Optimizing load performance


#1

Hello,

I have a question here about how I am going about loading dense array datasets into SciDB. I want to make sure that I have optimized this as much as possible. I have a fairly simple python script that executes the following loop. I want to utilize the chunk estimation as much as possible because that is will result in the best performance? First, I try to get the optimal chunk size in the 1D data creation, by not setting the chunk. If I know the actual limit of the 1D array, should I add that to get the best loading performance? Next I employ “using” to estimate the chunk size for the target array from the 1D array. Since almost every array will look similar to 1D array that makes sense to me.

This seems to work pretty good, but I am looking for some pointers as some of the files will take over 3 days to load the way I have written them now. One of the datasets I am loading now is a global meris satellite image. It has 8398080000 pixels. 129600*64800. With the script I have written now, It takes about 8 minutes for it to load 1 of 648 inserts. I should mention that I am using the sdb-py library for interacting with the files and scidb.

Would I see performance using the subprocess module and executing iquery statements directly? Also I am thinking of using python’s multiprocessing script. Essentially the script has 2 parts. Part 1 write the file and move into 1D array. Part 2 is the redimension and insert. Could I use the multiprocessing function in python to use different processes. How does SciDB handle simultaneous requests? Would this result in slower performance for both?

Loop:

  1. WriteSciDBFile

{0}[

#(v1,v2,v3,…),
#(v1,v2,v3,…),
#(v1,v2,v3,…)
#]
2) create array 1Darray <v1:type, v2:type, v3:type,…> [xy=0:,?,?]
#I’m doing this in the hopes that I will get the best chunk size for loading the 1D array
3) load(1Darray, scidbfile)
4) if loop == 1:
Create junkArray <v1:type, v2:type, v3:type,…> [xy=0:
,?,?]
store(redimension(apply(1Darray , x, x1, …), junkArray ), junkArray )
#Create the target array that has the optimal chunk size for the 1D array I am loading
create targetArray <> [y=0:{y_max},?,?; x=-0:{x_max}, ?, 1] using junkArray

— # Insert the data from the 1D array into the target Array in strips
insert(redimension(apply( 1Darray, x, x1+{yOffSet}, y, y1 ), targeArray ), targetArray)
if loop > 1:
remove_versions(targetArray, #)


#2

Hey David,

Yes, looks like there’s a lot we can optimize here - along several lines:

  1. speeding up data ingest
  2. speeding up redimensioning

When it comes to data ingest, the fastest way to do it is via binary load. If you don’t want to mess with that, then the fastest way to load text is to use aio to load in TSV data. See a nice set of instructions here.

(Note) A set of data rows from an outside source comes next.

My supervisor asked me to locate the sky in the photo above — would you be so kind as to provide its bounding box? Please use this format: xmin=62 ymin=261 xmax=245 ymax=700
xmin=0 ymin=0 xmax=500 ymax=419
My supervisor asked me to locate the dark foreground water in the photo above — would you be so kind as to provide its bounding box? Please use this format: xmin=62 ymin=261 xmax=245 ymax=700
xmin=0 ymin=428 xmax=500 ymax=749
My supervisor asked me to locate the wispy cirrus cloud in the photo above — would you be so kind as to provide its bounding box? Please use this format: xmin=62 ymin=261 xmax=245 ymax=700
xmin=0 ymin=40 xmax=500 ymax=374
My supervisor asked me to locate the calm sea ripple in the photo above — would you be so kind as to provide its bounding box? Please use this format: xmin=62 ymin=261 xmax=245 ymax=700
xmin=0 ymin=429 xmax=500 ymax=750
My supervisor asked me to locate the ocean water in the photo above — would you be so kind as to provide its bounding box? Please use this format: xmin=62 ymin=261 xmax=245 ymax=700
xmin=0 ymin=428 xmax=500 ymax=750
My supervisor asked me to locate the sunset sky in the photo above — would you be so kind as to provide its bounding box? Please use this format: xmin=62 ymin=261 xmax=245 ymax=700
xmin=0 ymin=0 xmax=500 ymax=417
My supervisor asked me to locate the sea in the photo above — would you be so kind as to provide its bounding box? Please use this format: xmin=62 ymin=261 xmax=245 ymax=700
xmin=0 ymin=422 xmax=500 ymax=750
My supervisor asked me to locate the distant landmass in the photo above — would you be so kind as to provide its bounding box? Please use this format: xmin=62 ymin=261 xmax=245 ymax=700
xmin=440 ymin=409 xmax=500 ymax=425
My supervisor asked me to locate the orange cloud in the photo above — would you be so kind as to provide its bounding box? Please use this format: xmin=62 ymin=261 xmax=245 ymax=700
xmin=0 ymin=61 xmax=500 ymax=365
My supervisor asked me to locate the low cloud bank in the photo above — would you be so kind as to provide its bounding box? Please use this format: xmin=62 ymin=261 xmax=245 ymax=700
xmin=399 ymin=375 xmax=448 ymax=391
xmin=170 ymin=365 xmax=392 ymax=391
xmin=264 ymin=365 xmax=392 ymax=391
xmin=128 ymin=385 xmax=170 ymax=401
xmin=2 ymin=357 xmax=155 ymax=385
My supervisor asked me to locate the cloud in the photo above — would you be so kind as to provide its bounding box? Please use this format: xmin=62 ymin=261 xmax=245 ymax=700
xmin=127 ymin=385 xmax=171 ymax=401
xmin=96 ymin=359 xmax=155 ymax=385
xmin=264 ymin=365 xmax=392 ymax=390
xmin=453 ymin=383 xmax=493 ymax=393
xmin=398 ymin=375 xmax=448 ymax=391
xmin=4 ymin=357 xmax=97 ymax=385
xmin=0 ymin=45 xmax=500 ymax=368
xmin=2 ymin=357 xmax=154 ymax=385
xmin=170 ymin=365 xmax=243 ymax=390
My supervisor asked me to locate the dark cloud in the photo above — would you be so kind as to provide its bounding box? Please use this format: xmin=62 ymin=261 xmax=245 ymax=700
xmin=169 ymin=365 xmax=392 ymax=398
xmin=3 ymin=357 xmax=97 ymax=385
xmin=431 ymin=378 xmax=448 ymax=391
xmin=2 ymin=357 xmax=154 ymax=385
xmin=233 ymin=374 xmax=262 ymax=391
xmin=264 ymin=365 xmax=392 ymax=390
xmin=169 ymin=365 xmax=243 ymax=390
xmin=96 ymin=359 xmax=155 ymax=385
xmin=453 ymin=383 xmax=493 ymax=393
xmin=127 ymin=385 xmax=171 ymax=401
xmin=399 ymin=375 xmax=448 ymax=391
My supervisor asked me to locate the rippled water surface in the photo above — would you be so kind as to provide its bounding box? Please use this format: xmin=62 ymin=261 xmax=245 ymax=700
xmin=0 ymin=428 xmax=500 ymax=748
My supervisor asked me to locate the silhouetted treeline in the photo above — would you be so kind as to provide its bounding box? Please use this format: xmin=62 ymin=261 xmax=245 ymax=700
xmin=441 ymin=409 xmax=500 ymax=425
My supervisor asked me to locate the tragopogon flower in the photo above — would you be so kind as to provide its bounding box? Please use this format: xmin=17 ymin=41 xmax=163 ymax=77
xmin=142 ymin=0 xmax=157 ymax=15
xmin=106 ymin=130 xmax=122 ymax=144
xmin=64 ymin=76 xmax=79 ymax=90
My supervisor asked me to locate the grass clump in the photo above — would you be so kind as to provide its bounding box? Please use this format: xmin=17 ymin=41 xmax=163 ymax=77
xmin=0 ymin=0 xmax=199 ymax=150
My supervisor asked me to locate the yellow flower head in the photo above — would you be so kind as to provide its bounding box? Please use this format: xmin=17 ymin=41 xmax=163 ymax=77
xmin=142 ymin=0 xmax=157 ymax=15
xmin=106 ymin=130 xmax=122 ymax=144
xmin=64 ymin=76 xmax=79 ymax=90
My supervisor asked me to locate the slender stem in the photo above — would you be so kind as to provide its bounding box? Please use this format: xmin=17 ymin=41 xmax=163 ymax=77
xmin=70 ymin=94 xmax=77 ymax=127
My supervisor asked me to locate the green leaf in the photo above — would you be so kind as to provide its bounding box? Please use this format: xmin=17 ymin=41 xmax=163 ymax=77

When it comes to redimensioning, your junkArray scheme most likely consumes more time than it gives you. The boundaries of the array don’t make a big difference when it comes to selecting the chunk size. I would definitely try to find ways to use one redimension instead of two - as that is an expensive operation.

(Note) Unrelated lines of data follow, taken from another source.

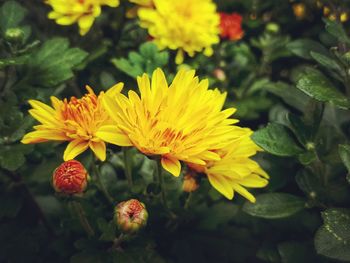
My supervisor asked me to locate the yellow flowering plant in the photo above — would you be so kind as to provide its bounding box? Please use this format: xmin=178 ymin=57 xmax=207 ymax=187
xmin=134 ymin=0 xmax=220 ymax=64
xmin=45 ymin=0 xmax=119 ymax=36
xmin=21 ymin=83 xmax=123 ymax=161
xmin=4 ymin=0 xmax=350 ymax=263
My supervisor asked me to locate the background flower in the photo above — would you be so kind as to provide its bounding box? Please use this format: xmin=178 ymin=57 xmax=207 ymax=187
xmin=46 ymin=0 xmax=119 ymax=35
xmin=138 ymin=0 xmax=219 ymax=64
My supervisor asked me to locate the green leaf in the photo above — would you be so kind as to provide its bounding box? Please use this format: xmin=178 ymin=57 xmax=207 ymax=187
xmin=97 ymin=218 xmax=116 ymax=241
xmin=338 ymin=144 xmax=350 ymax=173
xmin=287 ymin=112 xmax=311 ymax=146
xmin=252 ymin=123 xmax=303 ymax=156
xmin=278 ymin=241 xmax=314 ymax=263
xmin=111 ymin=42 xmax=169 ymax=78
xmin=265 ymin=82 xmax=311 ymax=111
xmin=111 ymin=58 xmax=144 ymax=78
xmin=297 ymin=68 xmax=350 ymax=109
xmin=0 ymin=194 xmax=22 ymax=219
xmin=27 ymin=38 xmax=88 ymax=87
xmin=323 ymin=19 xmax=350 ymax=44
xmin=287 ymin=39 xmax=329 ymax=59
xmin=310 ymin=51 xmax=343 ymax=73
xmin=243 ymin=193 xmax=305 ymax=219
xmin=0 ymin=1 xmax=27 ymax=33
xmin=314 ymin=208 xmax=350 ymax=261
xmin=199 ymin=203 xmax=238 ymax=230
xmin=0 ymin=145 xmax=26 ymax=171
xmin=0 ymin=55 xmax=28 ymax=69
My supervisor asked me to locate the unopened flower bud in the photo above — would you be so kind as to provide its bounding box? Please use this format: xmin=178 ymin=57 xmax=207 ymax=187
xmin=5 ymin=28 xmax=24 ymax=43
xmin=115 ymin=199 xmax=148 ymax=233
xmin=266 ymin=22 xmax=280 ymax=33
xmin=213 ymin=68 xmax=226 ymax=81
xmin=52 ymin=160 xmax=88 ymax=195
xmin=182 ymin=173 xmax=199 ymax=193
xmin=293 ymin=3 xmax=306 ymax=19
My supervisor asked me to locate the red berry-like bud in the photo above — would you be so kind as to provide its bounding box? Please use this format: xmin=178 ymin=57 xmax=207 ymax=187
xmin=220 ymin=13 xmax=244 ymax=41
xmin=52 ymin=160 xmax=88 ymax=195
xmin=115 ymin=199 xmax=148 ymax=233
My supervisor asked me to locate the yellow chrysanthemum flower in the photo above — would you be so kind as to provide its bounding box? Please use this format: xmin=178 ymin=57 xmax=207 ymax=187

It looks like your data are completely dense, so why not pick a chunk size along the lines of 800x800? Do attributes vary in size much?

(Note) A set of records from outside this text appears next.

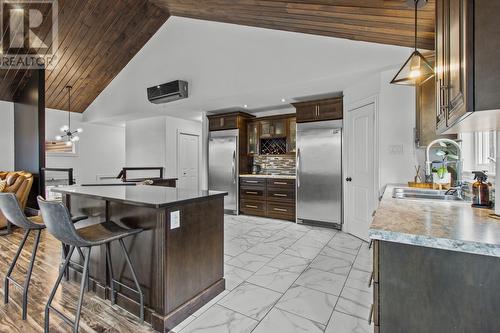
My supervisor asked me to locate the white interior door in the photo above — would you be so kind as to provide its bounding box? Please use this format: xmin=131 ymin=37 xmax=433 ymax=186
xmin=177 ymin=133 xmax=200 ymax=190
xmin=345 ymin=103 xmax=376 ymax=241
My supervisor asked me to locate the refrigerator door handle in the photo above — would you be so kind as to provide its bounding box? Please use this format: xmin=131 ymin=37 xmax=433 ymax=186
xmin=231 ymin=150 xmax=236 ymax=184
xmin=296 ymin=148 xmax=300 ymax=188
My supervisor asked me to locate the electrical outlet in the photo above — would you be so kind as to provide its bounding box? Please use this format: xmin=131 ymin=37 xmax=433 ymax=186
xmin=170 ymin=210 xmax=181 ymax=229
xmin=389 ymin=145 xmax=403 ymax=155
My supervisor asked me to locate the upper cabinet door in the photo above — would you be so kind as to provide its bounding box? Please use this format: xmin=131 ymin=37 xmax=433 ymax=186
xmin=295 ymin=103 xmax=318 ymax=123
xmin=318 ymin=99 xmax=343 ymax=120
xmin=272 ymin=119 xmax=286 ymax=138
xmin=436 ymin=0 xmax=449 ymax=132
xmin=445 ymin=0 xmax=472 ymax=127
xmin=248 ymin=122 xmax=259 ymax=155
xmin=293 ymin=97 xmax=343 ymax=123
xmin=436 ymin=0 xmax=473 ymax=133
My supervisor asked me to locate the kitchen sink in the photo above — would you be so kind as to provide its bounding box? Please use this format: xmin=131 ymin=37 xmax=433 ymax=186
xmin=392 ymin=188 xmax=465 ymax=201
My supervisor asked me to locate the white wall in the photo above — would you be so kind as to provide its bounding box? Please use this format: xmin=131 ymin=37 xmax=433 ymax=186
xmin=379 ymin=70 xmax=418 ymax=186
xmin=0 ymin=101 xmax=14 ymax=171
xmin=45 ymin=109 xmax=125 ymax=183
xmin=125 ymin=116 xmax=206 ymax=188
xmin=344 ymin=69 xmax=418 ymax=190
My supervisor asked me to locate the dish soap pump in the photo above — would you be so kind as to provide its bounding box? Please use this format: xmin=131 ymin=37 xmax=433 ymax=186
xmin=472 ymin=171 xmax=491 ymax=208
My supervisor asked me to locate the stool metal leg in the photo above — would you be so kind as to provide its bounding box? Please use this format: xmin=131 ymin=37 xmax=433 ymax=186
xmin=61 ymin=243 xmax=70 ymax=281
xmin=76 ymin=247 xmax=90 ymax=291
xmin=119 ymin=239 xmax=144 ymax=324
xmin=3 ymin=230 xmax=31 ymax=304
xmin=73 ymin=247 xmax=92 ymax=333
xmin=106 ymin=243 xmax=116 ymax=305
xmin=45 ymin=246 xmax=75 ymax=333
xmin=22 ymin=230 xmax=42 ymax=320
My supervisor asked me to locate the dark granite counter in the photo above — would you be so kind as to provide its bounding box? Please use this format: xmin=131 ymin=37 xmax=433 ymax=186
xmin=52 ymin=184 xmax=227 ymax=208
xmin=52 ymin=182 xmax=227 ymax=332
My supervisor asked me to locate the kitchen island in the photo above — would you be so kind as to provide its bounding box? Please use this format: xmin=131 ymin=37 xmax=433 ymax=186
xmin=52 ymin=185 xmax=227 ymax=332
xmin=370 ymin=186 xmax=500 ymax=333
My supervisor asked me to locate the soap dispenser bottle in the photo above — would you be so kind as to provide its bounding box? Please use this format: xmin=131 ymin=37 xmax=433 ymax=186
xmin=472 ymin=171 xmax=491 ymax=208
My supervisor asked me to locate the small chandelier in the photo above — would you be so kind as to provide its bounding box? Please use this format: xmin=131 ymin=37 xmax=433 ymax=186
xmin=391 ymin=0 xmax=434 ymax=86
xmin=56 ymin=86 xmax=83 ymax=146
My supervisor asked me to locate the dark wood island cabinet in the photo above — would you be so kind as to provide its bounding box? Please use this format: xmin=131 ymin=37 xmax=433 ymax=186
xmin=53 ymin=185 xmax=227 ymax=332
xmin=367 ymin=185 xmax=500 ymax=333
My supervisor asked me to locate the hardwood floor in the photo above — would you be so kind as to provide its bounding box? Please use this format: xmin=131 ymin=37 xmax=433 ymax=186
xmin=0 ymin=229 xmax=154 ymax=333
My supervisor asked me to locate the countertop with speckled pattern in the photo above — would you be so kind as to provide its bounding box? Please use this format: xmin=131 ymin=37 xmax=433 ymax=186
xmin=370 ymin=185 xmax=500 ymax=257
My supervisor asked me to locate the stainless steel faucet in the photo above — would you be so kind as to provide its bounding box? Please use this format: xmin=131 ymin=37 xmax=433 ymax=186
xmin=425 ymin=139 xmax=463 ymax=186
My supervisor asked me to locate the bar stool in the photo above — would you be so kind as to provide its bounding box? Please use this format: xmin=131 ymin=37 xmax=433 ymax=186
xmin=0 ymin=193 xmax=45 ymax=320
xmin=38 ymin=196 xmax=144 ymax=333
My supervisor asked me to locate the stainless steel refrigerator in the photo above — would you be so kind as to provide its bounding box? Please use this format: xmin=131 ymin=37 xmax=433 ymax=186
xmin=296 ymin=120 xmax=343 ymax=229
xmin=208 ymin=130 xmax=239 ymax=214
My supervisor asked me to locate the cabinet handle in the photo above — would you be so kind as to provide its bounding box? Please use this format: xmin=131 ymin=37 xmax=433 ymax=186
xmin=368 ymin=304 xmax=374 ymax=325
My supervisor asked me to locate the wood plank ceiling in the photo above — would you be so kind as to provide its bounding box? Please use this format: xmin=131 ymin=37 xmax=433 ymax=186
xmin=0 ymin=0 xmax=435 ymax=112
xmin=164 ymin=0 xmax=435 ymax=50
xmin=0 ymin=0 xmax=170 ymax=112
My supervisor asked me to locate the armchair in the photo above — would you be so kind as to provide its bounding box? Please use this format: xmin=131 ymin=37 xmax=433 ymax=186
xmin=0 ymin=171 xmax=33 ymax=228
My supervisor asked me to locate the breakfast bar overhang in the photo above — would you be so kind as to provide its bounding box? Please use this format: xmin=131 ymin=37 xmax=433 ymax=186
xmin=52 ymin=185 xmax=227 ymax=332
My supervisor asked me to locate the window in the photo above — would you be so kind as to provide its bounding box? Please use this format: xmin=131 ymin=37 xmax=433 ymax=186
xmin=460 ymin=131 xmax=497 ymax=175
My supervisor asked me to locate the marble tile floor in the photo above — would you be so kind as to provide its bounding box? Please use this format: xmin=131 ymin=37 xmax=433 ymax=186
xmin=174 ymin=215 xmax=373 ymax=333
xmin=0 ymin=216 xmax=373 ymax=333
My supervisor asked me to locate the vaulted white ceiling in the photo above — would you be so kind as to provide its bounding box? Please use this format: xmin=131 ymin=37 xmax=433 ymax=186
xmin=84 ymin=17 xmax=409 ymax=122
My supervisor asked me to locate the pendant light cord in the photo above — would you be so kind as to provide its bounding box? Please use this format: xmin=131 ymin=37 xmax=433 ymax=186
xmin=415 ymin=0 xmax=419 ymax=51
xmin=67 ymin=86 xmax=71 ymax=131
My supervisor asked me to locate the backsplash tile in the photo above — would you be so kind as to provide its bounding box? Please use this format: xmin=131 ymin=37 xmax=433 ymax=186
xmin=254 ymin=155 xmax=295 ymax=175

Finally, there is a prototype for faster redimensioning, that may give you another ~2-4x boost depending on how many attributes your array has. You can give that a try as well. This one won’t auto-chunk for you yet - folks are working on bringing some of that into the core codebase…


#3

In regards to #2 let me be a bit more clear.

When I originally wrote the script I wanted it to be able to dynamically adjust for different datasets. To do that the script needed to determine what the optimal target input array. So the first time through the loop it determines that optimal array using a reredimension in step 4. It only executes this once and you are right that there is a definite cost, but I struggled to figure out how I could do it another way.

I will try implement the aio load to determine for a bit more speedup.